Traduction : on verra le moment venu. En attendant, le Panama affirme vouloir traiter tous les candidats sur un pied d’égalité, sans favoritisme ni pression extérieure.

Et si Trump revenait au pouvoir ?

La grande inconnue reste l’élection présidentielle américaine de 2024. Donald Trump a déjà menacé plusieurs fois de « reprendre » le canal si les intérêts américains étaient menacés. Des déclarations qui avaient fait bondir Panama City, qui rappelle que le canal lui appartient pleinement depuis le 31 décembre 1999.

Un retour de Trump à la Maison Blanche pourrait transformer cet appel d’offres en véritable crise diplomatique. Voire pousser Washington à exercer des pressions économiques ou politiques pour bloquer les entreprises chinoises.
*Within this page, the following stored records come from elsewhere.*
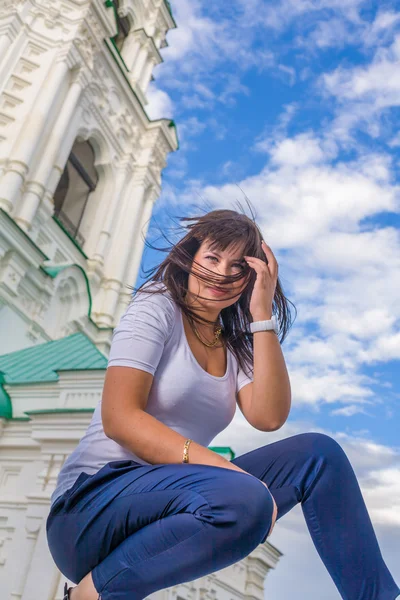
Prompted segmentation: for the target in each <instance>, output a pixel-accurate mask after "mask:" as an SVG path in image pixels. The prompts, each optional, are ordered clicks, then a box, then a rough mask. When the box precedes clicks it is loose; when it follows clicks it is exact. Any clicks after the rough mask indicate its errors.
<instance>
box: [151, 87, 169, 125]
mask: <svg viewBox="0 0 400 600" xmlns="http://www.w3.org/2000/svg"><path fill="white" fill-rule="evenodd" d="M147 100H148V104H147V106H146V112H147V114H148V115H149V117H150V119H162V118H168V117H169V118H172V116H173V113H174V105H173V102H172V100H171V98H170V97H169V96H168V94H167V93H166V92H164V91H163V90H160V89H158V88H157V87H156V86H155V85H153V84H151V85H150V86H149V88H148V90H147Z"/></svg>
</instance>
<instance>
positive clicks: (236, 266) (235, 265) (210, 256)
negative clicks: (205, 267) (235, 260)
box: [206, 256, 245, 269]
mask: <svg viewBox="0 0 400 600" xmlns="http://www.w3.org/2000/svg"><path fill="white" fill-rule="evenodd" d="M206 258H211V260H218V258H217V257H216V256H206ZM234 266H235V267H238V268H239V269H244V268H245V265H241V264H239V263H236V264H235V265H234Z"/></svg>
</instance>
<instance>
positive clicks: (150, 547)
mask: <svg viewBox="0 0 400 600" xmlns="http://www.w3.org/2000/svg"><path fill="white" fill-rule="evenodd" d="M232 463H233V464H235V465H238V466H239V467H240V468H241V469H243V470H245V471H246V473H240V472H238V471H234V470H232V469H226V468H220V467H214V466H211V465H199V464H191V463H186V464H184V463H177V464H175V463H172V464H171V463H168V464H155V465H141V464H139V463H137V462H134V461H131V460H125V461H114V462H109V463H107V464H106V465H105V466H104V467H102V468H101V469H100V470H99V471H98V472H97V473H95V474H94V475H88V474H86V473H81V474H80V476H79V477H78V479H77V481H76V482H75V484H74V485H73V486H72V488H70V489H69V490H67V491H66V492H65V493H64V494H63V495H62V496H61V497H60V498H58V499H57V500H56V502H55V504H54V505H53V507H52V510H51V512H50V514H49V516H48V519H47V523H46V529H47V539H48V544H49V548H50V552H51V554H52V556H53V559H54V561H55V563H56V565H57V567H58V568H59V570H60V571H61V572H62V573H63V574H64V575H65V576H66V577H67V578H68V579H70V580H71V581H72V582H75V583H78V582H79V581H80V580H81V579H82V578H83V577H84V576H85V575H86V574H87V573H89V572H90V571H92V577H93V583H94V585H95V588H96V590H97V591H98V593H99V594H101V598H102V600H139V599H142V598H145V597H146V596H148V595H149V594H152V593H153V592H155V591H157V590H160V589H165V588H167V587H170V586H173V585H175V584H178V583H183V582H189V581H194V580H195V579H197V578H199V577H202V576H204V575H207V574H209V573H213V572H215V571H218V570H219V569H223V568H225V567H227V566H228V565H231V564H233V563H235V562H237V561H239V560H241V559H243V558H245V557H246V556H247V555H248V554H250V553H251V552H252V551H253V550H254V549H255V548H256V547H257V546H258V545H259V544H260V543H262V542H264V541H265V540H266V539H267V536H268V533H269V530H270V528H271V524H272V512H273V503H272V498H271V494H272V496H273V498H274V500H275V502H276V504H277V507H278V517H277V519H281V518H282V517H283V516H284V515H285V514H286V513H287V512H289V511H290V510H291V509H292V508H293V507H294V506H295V505H296V504H297V503H298V502H301V506H302V510H303V514H304V517H305V520H306V523H307V527H308V530H309V532H310V535H311V538H312V541H313V543H314V545H315V547H316V549H317V551H318V554H319V556H320V557H321V559H322V561H323V562H324V564H325V566H326V568H327V570H328V572H329V574H330V576H331V577H332V580H333V581H334V583H335V585H336V587H337V589H338V591H339V593H340V595H341V597H342V598H345V600H394V599H395V598H396V597H397V596H398V595H400V588H399V587H398V586H397V585H396V583H395V581H394V579H393V577H392V575H391V574H390V572H389V570H388V568H387V566H386V564H385V562H384V560H383V558H382V555H381V552H380V549H379V545H378V542H377V539H376V536H375V532H374V529H373V527H372V524H371V520H370V518H369V515H368V512H367V508H366V506H365V503H364V499H363V497H362V494H361V490H360V487H359V485H358V482H357V479H356V476H355V474H354V471H353V468H352V466H351V464H350V462H349V460H348V458H347V456H346V454H345V453H344V451H343V449H342V448H341V446H340V445H339V444H338V443H337V442H336V441H335V440H334V439H333V438H331V437H329V436H327V435H324V434H320V433H302V434H299V435H294V436H292V437H289V438H287V439H283V440H280V441H278V442H274V443H271V444H267V445H266V446H262V447H261V448H258V449H256V450H252V451H251V452H248V453H246V454H243V455H242V456H239V457H238V458H235V459H234V460H232ZM248 474H250V475H253V476H254V477H250V476H249V475H248ZM259 480H262V481H263V482H265V483H266V484H267V486H268V488H269V490H270V492H271V493H269V491H268V490H267V488H266V487H265V486H264V485H262V484H261V483H260V481H259ZM281 568H285V566H284V565H282V566H281Z"/></svg>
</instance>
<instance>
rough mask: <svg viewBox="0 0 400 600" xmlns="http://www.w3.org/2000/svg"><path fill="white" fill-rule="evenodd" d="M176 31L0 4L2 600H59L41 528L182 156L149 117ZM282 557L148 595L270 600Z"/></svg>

Un enjeu bien plus large que deux ports

Au-delà du Canal de Panama, c’est toute la stratégie chinoise en Amérique latine qui se joue. Depuis vingt ans, Pékin a multiplié les investissements dans les infrastructures de la région : ports au Pérou, au Chili, chemins de fer, barrages… Le canal serait la perle ultime.

Pour les États-Unis, laisser la Chine poser la main sur ce point de passage stratégique serait vécu comme une humiliation historique. Le canal, construit avec du sang américain au début du XXe siècle, reste un symbole fort de la puissance passée de Washington dans l’hémisphère.

En 2026, quand les concessions seront attribuées, le monde entier aura les yeux rivés sur Panama. D’ici là, la tension ne fera que monter. Et le petit pays de 4 millions d’habitants continuera, comme il le fait depuis un siècle, de naviguer entre les géants.

Une chose est sûre : quel que soit le vainqueur de cet appel d’offres, il aura entre les mains l’une des infrastructures les plus stratégiques de la planète. Et peut-être, aussi, un morceau du futur équilibre mondial.